The INITIATE project is a collaboration between leading universities in the UK, focusing on future Internet research. Lancaster University’s work includes large-scale experimentation with new technologies, interconnecting some of the leading 5G and next generation network testing facilities across the UK, allowing for dynamic interconnectivity amongst testbeds.
Through an extension of the MANY project, Lancaster University’s School of Communication and Computing has been able to utilise remote monitoring nodes in rural areas to test the behaviour of novel use cases in a real-world next generation wireless network environment. The demonstrator workshop allowed the MANY and INITIATE teams at Lancaster University to work in collaboration to deploy the monitoring and testing framework.
The MANY monitoring framework is divided into three layers:
- Application Layer monitoring focuses on Quality of Experience (QoE) metrics, measuring how the end user would holistically experience the network over time. For this the team streamed video media and determine a QoE score based on metrics such as video quality and buffering time.
- Network Layer monitoring utilises a variety of tools to actively determine the network throughput and latency over varying test conditions.
- Physical Layer monitoring examines the physical parameters recorded by the network infrastructure including, for wireless networks, aspects involving signal strength, background interference and channel noise.
Developed as part of MANY, the framework was used on the INITIATE testbed to determine end-to-end performance of the testbed under normal operating conditions.
There are some key differences from a typical MANY deployment, however, as all the deployed nodes are virtualised in remote locations, whereas a standard MANY installation will see Intel NUC devices deployed to the end node locations. The test deployment, also, uses a Virtual Machine located at both the University of Bristol and Lancaster sites. The Lancaster deployment acted as a server to where remote nodes test against, as well the destination for storing recoded metrics.
Two networks were present in the testbed, the first is the public internet – this was used for setup of the virtual machines, downloading the necessary packages from online repositories, as well as downloading the MANY monitoring framework from Docker Hub. The other was the physical private INITIATE fibre optic cable interconnecting Lancaster and Bristol via Slough. The performance testing was completed on this link, with metrics stored and plotted over time with the use of InfluxDB (a time series database) and Grafana to display these metrics.
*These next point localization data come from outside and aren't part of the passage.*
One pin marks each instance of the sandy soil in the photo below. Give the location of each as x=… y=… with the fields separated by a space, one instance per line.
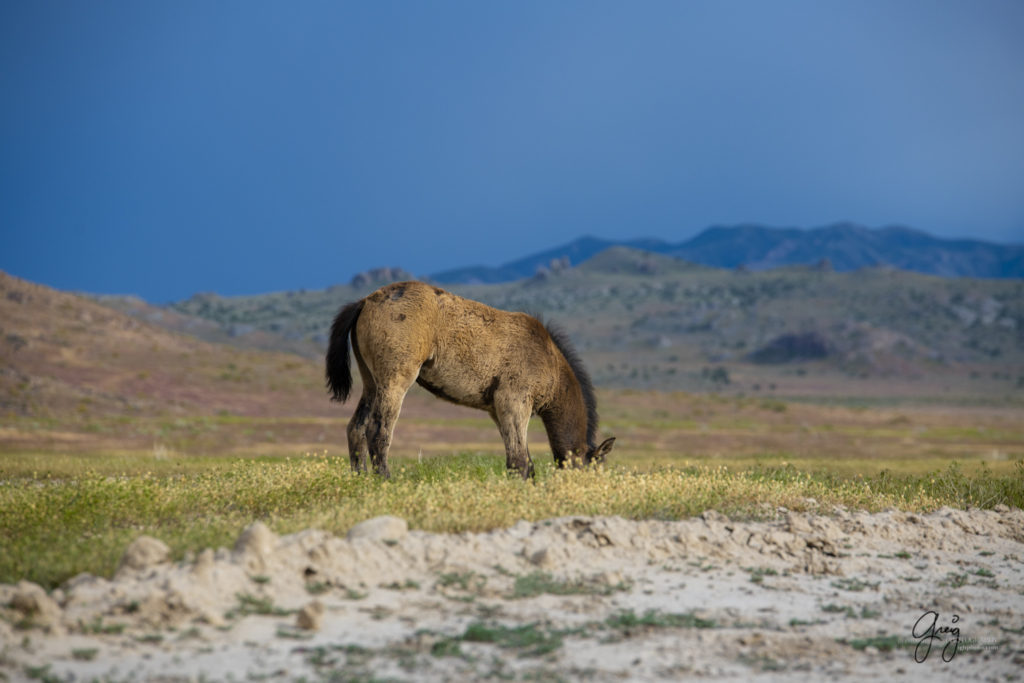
x=849 y=596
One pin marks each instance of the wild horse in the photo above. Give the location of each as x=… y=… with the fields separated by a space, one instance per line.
x=509 y=365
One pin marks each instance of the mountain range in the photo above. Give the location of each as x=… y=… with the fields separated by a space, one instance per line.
x=843 y=247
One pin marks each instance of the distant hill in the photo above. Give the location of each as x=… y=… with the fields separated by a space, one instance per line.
x=651 y=321
x=67 y=356
x=843 y=246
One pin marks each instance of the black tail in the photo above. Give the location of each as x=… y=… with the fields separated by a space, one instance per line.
x=338 y=372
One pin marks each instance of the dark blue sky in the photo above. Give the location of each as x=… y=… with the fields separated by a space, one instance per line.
x=162 y=148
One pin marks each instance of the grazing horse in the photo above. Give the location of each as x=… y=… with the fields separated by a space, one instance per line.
x=509 y=365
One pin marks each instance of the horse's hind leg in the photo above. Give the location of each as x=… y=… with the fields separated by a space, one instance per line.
x=357 y=425
x=383 y=416
x=357 y=434
x=513 y=420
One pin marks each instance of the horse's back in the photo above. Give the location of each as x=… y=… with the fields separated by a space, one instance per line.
x=461 y=349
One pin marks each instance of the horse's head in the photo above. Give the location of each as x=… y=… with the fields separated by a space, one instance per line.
x=597 y=455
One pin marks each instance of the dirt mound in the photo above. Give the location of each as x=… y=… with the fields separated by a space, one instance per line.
x=847 y=596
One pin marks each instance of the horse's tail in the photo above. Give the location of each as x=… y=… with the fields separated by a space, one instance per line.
x=338 y=372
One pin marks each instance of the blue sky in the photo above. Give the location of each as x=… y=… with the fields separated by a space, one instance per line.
x=161 y=148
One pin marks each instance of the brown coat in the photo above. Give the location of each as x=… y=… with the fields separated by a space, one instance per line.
x=509 y=365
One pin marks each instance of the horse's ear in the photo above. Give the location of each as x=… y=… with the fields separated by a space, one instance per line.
x=602 y=451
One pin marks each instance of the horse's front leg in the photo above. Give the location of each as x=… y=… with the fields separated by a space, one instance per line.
x=513 y=421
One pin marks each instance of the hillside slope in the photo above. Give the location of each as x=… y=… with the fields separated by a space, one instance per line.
x=62 y=354
x=649 y=321
x=844 y=246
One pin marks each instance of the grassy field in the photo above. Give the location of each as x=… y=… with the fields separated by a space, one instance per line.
x=70 y=501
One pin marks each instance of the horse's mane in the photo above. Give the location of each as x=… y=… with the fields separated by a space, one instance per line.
x=561 y=340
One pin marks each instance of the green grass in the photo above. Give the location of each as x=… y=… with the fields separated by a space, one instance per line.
x=74 y=518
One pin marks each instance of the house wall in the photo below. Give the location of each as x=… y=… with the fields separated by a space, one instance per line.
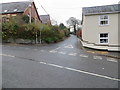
x=92 y=29
x=33 y=13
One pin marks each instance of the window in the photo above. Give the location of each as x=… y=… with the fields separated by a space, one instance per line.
x=5 y=10
x=104 y=20
x=15 y=10
x=104 y=38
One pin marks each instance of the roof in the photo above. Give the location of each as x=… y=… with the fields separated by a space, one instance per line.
x=14 y=7
x=101 y=9
x=45 y=18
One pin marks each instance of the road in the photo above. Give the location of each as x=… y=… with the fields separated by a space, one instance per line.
x=60 y=65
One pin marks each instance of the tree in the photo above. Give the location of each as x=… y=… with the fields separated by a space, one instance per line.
x=62 y=26
x=72 y=21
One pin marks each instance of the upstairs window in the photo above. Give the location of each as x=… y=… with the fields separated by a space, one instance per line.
x=5 y=10
x=104 y=38
x=15 y=10
x=104 y=20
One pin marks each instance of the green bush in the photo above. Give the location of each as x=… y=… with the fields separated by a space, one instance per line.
x=9 y=30
x=49 y=34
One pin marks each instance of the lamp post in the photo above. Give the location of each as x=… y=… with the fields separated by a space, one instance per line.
x=36 y=30
x=41 y=27
x=30 y=13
Due to the transient nature of wireless networking, where network issues often appear for short periods of time (because of temporary interference or events such as very poor weather, which is typical in the location the project is working) the MANY networking stack is programmed to operate at very regular intervals. This tries to capture such events and allow researchers to examine the cause.
The results were in line with what is expected from the INITIATE network, which means future testing of multi-gigabit infrastructure within the MANY project will be as reliable as possible, with confidence that the performance recorded by the monitoring infrastructure is indeed what the end user is experiencing.